Yankee Fork Historic District, July 28, 2010
The Bonanza Cemetery provides an example of the many ethnic groups attracted to the Yankee Fork. Despite the harsh living conditions, the promise of good times and prosperity brought immigrants from many countries. Cornish people, referred to as “cousin jacks,” worked for the English owners of the Custer mine. Austrian crews built roads and many Italians lived at Bayhorse. The Custer County census of 1890 indicates sizable populations of Canadian, German, English, Irish, Italian, and Swedish residents. The largest single ethnic group found in the Yankee Fork Mining District came from China. Though prejudice kept the Chinese from working at most mines, they worked unwanted placer claims, operated laundries, or worked as cooks…. most Chinese initially buried here were later disinterred by relatives and friends and returned to their homeland.
from sign at cemetery
Sego Lily, Calochortus nuttallii, the state flower of Utah.

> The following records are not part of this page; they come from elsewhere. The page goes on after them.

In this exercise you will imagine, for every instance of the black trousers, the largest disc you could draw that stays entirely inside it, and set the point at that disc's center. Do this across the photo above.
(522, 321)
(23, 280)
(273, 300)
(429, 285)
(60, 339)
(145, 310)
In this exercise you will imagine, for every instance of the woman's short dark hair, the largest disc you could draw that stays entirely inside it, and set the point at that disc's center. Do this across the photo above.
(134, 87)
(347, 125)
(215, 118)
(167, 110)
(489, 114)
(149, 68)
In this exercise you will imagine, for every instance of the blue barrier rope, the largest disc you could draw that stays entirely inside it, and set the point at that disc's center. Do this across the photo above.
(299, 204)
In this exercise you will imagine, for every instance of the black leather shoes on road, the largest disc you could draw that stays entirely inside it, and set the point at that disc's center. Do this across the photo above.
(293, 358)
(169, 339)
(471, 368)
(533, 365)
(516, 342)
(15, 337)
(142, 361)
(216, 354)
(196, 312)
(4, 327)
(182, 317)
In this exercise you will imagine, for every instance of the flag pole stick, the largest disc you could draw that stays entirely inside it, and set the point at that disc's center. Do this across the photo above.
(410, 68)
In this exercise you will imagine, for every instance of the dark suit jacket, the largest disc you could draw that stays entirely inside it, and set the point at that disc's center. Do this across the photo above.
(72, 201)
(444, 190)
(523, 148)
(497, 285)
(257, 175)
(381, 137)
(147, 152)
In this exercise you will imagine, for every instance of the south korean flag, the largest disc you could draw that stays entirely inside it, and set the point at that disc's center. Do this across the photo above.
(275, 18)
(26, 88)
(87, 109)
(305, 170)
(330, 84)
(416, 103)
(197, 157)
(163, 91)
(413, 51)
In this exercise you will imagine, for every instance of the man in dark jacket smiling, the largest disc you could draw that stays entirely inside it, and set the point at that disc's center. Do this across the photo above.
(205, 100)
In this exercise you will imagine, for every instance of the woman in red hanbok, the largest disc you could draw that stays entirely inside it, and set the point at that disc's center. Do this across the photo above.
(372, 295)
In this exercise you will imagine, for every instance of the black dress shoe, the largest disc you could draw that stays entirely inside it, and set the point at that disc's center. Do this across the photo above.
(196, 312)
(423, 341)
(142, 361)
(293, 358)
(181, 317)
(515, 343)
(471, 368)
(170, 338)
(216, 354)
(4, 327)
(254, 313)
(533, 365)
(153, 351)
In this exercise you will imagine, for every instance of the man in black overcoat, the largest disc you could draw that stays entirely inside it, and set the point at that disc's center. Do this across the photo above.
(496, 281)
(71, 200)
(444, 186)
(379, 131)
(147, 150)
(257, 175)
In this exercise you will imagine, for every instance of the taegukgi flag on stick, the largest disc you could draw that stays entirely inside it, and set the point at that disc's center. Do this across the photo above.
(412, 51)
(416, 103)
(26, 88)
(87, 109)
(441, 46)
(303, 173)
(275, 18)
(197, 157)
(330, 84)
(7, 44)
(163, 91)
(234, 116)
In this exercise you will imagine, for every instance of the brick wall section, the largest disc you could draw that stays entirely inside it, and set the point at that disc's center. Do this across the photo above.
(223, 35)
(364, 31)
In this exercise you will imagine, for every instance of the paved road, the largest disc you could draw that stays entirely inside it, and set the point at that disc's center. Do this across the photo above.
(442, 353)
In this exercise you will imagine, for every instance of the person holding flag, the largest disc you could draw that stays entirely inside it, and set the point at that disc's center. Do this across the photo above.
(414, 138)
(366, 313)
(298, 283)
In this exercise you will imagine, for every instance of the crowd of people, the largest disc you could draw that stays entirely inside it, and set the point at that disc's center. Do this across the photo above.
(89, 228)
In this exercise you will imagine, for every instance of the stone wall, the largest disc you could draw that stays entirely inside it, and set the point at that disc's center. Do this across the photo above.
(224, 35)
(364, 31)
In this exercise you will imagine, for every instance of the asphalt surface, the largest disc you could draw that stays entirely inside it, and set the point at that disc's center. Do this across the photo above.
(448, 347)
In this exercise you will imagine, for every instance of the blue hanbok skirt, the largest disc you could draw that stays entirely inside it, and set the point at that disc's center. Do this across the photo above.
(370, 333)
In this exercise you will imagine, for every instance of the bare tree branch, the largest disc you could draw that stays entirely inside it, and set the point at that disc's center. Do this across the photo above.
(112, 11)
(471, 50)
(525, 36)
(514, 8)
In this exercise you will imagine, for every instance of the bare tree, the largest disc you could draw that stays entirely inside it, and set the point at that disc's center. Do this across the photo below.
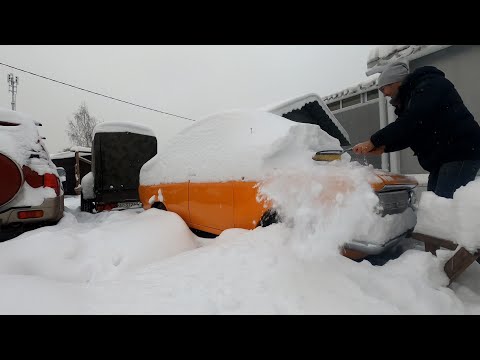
(80, 129)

Insect getting nectar from wild rose.
Lizzie King and her husbands on Boothill
Lizzie and Richard King lived in Bonanza where Richard worked in real estate. A heated argument with a business partner left Richard dead and Lizzie alone.
Lizzie and close friend Charles Franklin purchased the gravesite for Richard and two more next to it, presumably for themselves. Soon, Charles and Lizzie began courting and a wedding seemed eminent.

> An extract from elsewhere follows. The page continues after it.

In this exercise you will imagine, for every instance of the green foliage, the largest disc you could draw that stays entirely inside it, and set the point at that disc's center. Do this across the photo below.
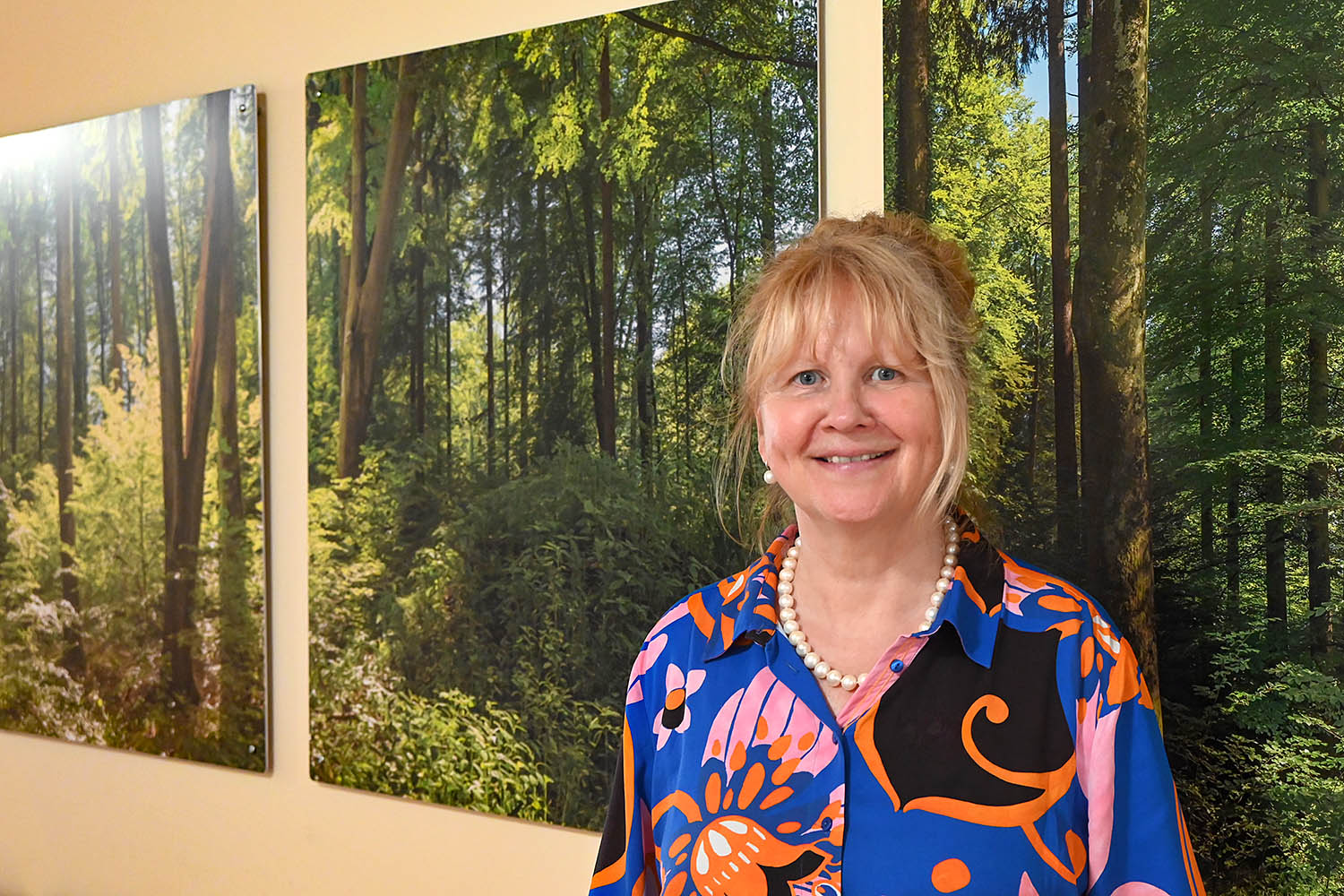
(1261, 762)
(542, 602)
(373, 734)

To everyone’s surprise, Lizzie married Robert Hawthorne, a newcomer to Bonanza. Six days later, both were found shot to death. Soon after, Franklin left the area for a secluded cabin near Stanley where, years later, he was discovered dead. Clutched in his hand was a locket which held the picture of Lizzie King.
Due to the mysterious circumstances surrounding the death of Lizzie King, Bonanza residents chose to bury their loved ones elsewhere, leaving Lizzie and her husbands alone on Boothill.